Ieri, la presenza fianco a fianco di Obama e Bush alla cerimonia del decennale dell’11 settembre ha dato un senso potente, inevitabile ma forse anche in parte voluto, di questa continuità : il presidente che ha inseguito per anni Osama Bin Laden e quello che l’ha eliminato. Certo, la continuità  è anche frutto della necessità , nella quale si è trovato Obama, di affrontare i problemi lasciati aperti — o provocati — dal suo predecessore: fosse stato presidente nel 2001, Obama non avrebbe invaso l’Iraq di Saddam, ma una volta arrivato alla Casa Bianca non poteva certo ritirarsi da un giorno all’altro da Bagdad. E gli esperti di antiterrorismo sono abbastanza concordi nel ritenere che i successi recenti nella lotta contro Al Qaeda sono anche il frutto della scelta di questa presidenza di concentrare tutte le sue energie migliori nella distruzione delle centrali dei gruppi eversivi più pericolosi, anziché disperderle in una «guerra globale al terrore» costosissima, non focalizzata, imbevuta di ideologia.
Eppure queste differenze sono state cancellate ieri così come a Shanksville sabato, alla commemorazione delle vittime del volo United 93, il jet che precipitò in un campo della Pennsylvania in seguito alla rivolta dei passeggeri contro i dirottatori.

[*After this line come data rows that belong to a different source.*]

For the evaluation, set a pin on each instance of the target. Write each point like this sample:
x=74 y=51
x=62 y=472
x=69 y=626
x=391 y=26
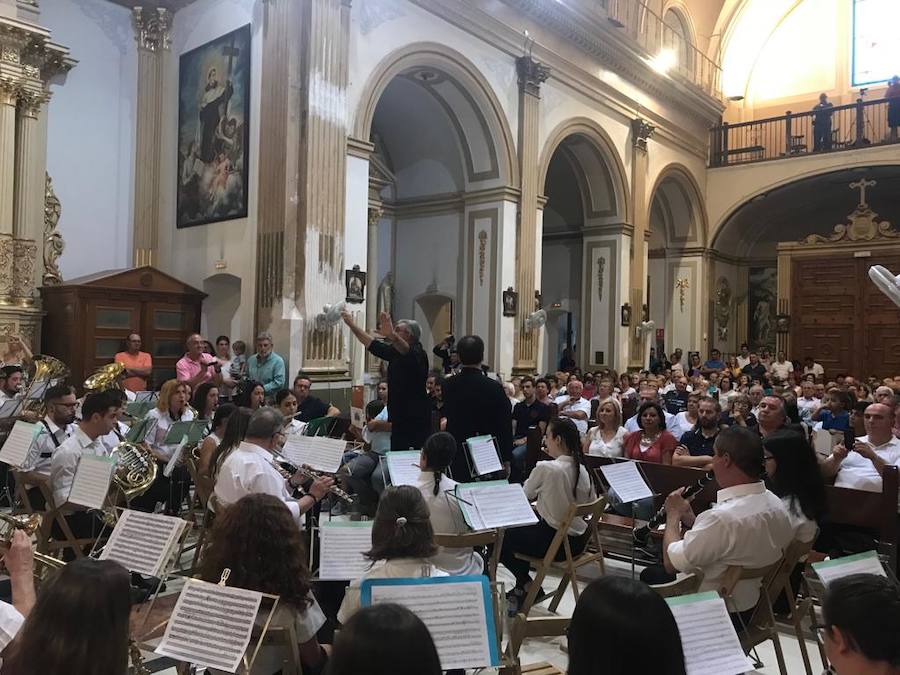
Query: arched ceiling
x=809 y=206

Il discorso pronunciato da Bush, fatto più di calore e solidarietà  umana che di orgoglio politico, ha suscitato un’ovazione da parte dei presenti mentre subito dopo è stato lo stesso vice di Obama, Joe Biden, a dichiarare eterna gratitudine all’ex presidente per come reagì alla tragedia, tenendo il Paese unito. E proprio questa unità , un concetto sul quale lo stesso Bush è tornato più volte in questi giorni, è l’elemento più prezioso di cui oggi Obama ha bisogno. Perché il presidente divenuto popolarissimo promettendo un cambiamento radicale rispetto a una gestione Bush finita nella polvere degli indici di popolarità  più bassi del secolo, oggi ha le mani legate, mentre i sondaggi che lo riguardano sono ormai deprimenti quanto quelli del suo predecessore. E sono legate proprio perché, lungi dal far nascere quello spirito «bipartisan» sul quale aveva tanto puntato, Obama si è trovato a governare un Paese polarizzato come non era mai successo nel dopoguerra, pur in un’ora grave per il destino dell’America. Per questo anche le parole di unità  di un Bush parzialmente riscattato dal suo secondo mandato — quello della correzione delle scelte ideologiche del dopo 11 settembre — possono dare un po’ di sollievo al presidente. Mentre sullo sfondo tornano a rullare i tamburi dei neocon e della destra più dura, con Rudy Giuliani e lo stratega della guerra irachena, Paul Wolfowitz, che già  ricominciano ad azzannare Obama: «Si ritira troppo presto da Iraq e Afghanistan, saremo attaccati di nuovo».